If you’re going to obtain a credit card, then you must know how to use it smartly, otherwise, you could end up getting yourself in debt and causing unnecessary stress.

Smart Ways To Use A Credit Card

In this article, we are going to look at the different types of credit cards and how to use them smartly.

How To Choose The Right Credit Card

Before you can begin smartly using your new credit card, you’re first going to need to obtain one.

Let’s take a look at the most popular credit cards…

Purchase Credit Cards

A purchase credit card allows you to spend money on shopping purchases and pay back 0% interest, as long as you keep up with your monthly payments.

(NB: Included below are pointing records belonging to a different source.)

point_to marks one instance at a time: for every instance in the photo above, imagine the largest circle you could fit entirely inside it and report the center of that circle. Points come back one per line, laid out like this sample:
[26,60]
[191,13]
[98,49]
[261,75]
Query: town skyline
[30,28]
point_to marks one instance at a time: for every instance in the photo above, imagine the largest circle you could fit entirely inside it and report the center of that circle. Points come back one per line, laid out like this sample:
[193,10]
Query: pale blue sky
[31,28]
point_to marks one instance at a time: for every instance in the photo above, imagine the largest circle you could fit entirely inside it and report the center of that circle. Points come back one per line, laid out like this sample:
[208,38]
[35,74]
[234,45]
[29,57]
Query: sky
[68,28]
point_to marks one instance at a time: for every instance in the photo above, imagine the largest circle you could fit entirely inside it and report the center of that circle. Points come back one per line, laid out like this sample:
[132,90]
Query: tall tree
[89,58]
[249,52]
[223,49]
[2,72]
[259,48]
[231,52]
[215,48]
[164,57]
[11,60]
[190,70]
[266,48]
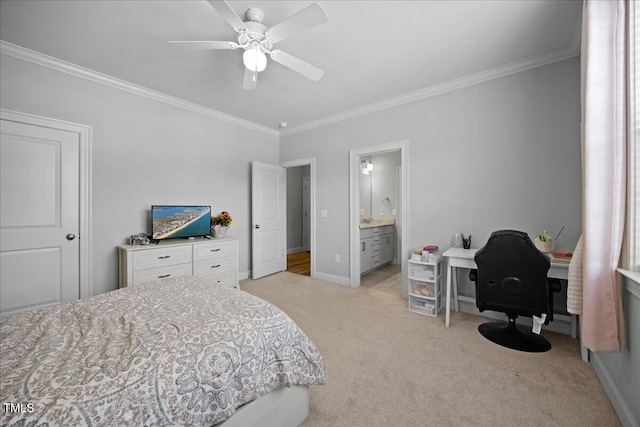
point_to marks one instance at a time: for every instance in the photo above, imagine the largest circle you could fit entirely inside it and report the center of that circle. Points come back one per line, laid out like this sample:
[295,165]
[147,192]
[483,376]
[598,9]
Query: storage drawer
[421,272]
[213,250]
[366,233]
[375,261]
[213,266]
[375,250]
[154,258]
[143,276]
[424,289]
[422,306]
[387,229]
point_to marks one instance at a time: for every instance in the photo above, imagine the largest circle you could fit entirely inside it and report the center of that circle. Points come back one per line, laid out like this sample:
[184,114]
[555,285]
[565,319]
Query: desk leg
[448,300]
[454,283]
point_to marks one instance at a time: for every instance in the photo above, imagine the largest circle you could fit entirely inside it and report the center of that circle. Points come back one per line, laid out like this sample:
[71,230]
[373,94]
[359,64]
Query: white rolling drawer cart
[216,259]
[425,287]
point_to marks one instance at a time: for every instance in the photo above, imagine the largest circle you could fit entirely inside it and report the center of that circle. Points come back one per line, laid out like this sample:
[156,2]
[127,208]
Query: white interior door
[268,204]
[39,216]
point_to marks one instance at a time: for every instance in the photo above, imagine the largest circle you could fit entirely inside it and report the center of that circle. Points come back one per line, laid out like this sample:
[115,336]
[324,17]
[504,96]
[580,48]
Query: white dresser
[216,259]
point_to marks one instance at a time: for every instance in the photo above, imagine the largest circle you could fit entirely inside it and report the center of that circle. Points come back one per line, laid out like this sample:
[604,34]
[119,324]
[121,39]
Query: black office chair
[512,278]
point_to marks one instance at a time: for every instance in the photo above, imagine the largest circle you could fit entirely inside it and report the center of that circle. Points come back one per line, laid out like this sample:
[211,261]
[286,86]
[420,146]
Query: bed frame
[286,407]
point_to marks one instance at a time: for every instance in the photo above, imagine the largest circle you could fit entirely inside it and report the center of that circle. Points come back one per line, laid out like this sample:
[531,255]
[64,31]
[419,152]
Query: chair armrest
[555,285]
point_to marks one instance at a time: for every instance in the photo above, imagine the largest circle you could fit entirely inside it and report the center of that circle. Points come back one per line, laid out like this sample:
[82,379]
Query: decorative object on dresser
[215,259]
[220,224]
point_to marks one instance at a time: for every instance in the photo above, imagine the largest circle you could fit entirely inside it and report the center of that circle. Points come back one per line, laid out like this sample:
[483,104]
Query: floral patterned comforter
[176,351]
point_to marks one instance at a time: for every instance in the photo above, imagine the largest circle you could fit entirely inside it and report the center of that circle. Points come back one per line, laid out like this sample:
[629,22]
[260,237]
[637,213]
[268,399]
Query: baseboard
[338,280]
[617,400]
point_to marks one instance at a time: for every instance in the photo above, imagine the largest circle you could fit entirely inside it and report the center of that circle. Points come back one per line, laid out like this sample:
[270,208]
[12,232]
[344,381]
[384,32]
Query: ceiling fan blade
[206,44]
[307,18]
[250,79]
[228,14]
[297,65]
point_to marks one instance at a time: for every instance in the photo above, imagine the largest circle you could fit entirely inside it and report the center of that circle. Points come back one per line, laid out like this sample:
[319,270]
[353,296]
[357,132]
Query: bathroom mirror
[379,188]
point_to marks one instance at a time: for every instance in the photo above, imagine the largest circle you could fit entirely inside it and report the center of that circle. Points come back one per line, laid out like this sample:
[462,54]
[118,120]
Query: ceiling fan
[257,40]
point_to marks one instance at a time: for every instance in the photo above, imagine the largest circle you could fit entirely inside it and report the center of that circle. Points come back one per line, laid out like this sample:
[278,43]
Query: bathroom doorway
[390,209]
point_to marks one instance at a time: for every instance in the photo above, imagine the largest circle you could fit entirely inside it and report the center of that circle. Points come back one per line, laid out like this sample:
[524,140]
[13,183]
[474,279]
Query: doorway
[356,157]
[300,220]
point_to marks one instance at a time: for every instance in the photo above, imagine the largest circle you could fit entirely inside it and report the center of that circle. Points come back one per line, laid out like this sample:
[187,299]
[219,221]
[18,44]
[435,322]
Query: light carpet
[387,366]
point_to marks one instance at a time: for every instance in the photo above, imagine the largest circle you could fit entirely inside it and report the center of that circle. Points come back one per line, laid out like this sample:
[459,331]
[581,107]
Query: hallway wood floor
[299,263]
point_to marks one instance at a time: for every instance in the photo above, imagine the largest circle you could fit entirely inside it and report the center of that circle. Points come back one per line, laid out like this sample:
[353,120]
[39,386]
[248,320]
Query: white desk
[463,258]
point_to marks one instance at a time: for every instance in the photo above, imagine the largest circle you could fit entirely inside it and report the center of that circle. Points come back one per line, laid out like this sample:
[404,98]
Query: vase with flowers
[220,224]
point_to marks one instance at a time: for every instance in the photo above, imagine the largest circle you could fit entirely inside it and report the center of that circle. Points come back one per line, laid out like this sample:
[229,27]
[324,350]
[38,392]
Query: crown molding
[25,54]
[462,82]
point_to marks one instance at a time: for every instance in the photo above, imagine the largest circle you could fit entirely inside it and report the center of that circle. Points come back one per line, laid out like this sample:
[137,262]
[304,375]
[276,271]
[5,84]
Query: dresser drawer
[154,258]
[213,250]
[142,276]
[375,250]
[213,266]
[375,261]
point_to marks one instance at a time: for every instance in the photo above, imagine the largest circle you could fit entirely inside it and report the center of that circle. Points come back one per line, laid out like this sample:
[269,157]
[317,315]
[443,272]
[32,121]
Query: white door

For example, if you got a purchase credit card with a £1000 limit, you could essentially spend the whole £1000, and as long as you pay it back by the due date, you won’t pay any interest.

Purchase Credit Card

Reward Cards

Reward cards have become increasingly popular over recent years, which isn’t surprising considering they allow you to earn ‘points’ that can be exchanged for hotel rooms, shopping, and even flights.

Reward Card

Credit Builder Cards

If you’ve got a bad credit score, there is still the possibility you will be accepted for a credit builder card. Credit builder cards tend to have a higher API as they are normally given to people with poor credit.


If you make sure to pay off the required balance each month, you can begin building your credit score, until you can be accepted for credit cards with a lower rate.

6 Smart Ways To Use A Credit Card

Now you understand which card is best for your needs, it’s time to talk about how to use them efficiently and smartly.

Below are 6 smart ways to can use a credit card to ensure you don’t get yourself into a difficult situation you can’t get out of.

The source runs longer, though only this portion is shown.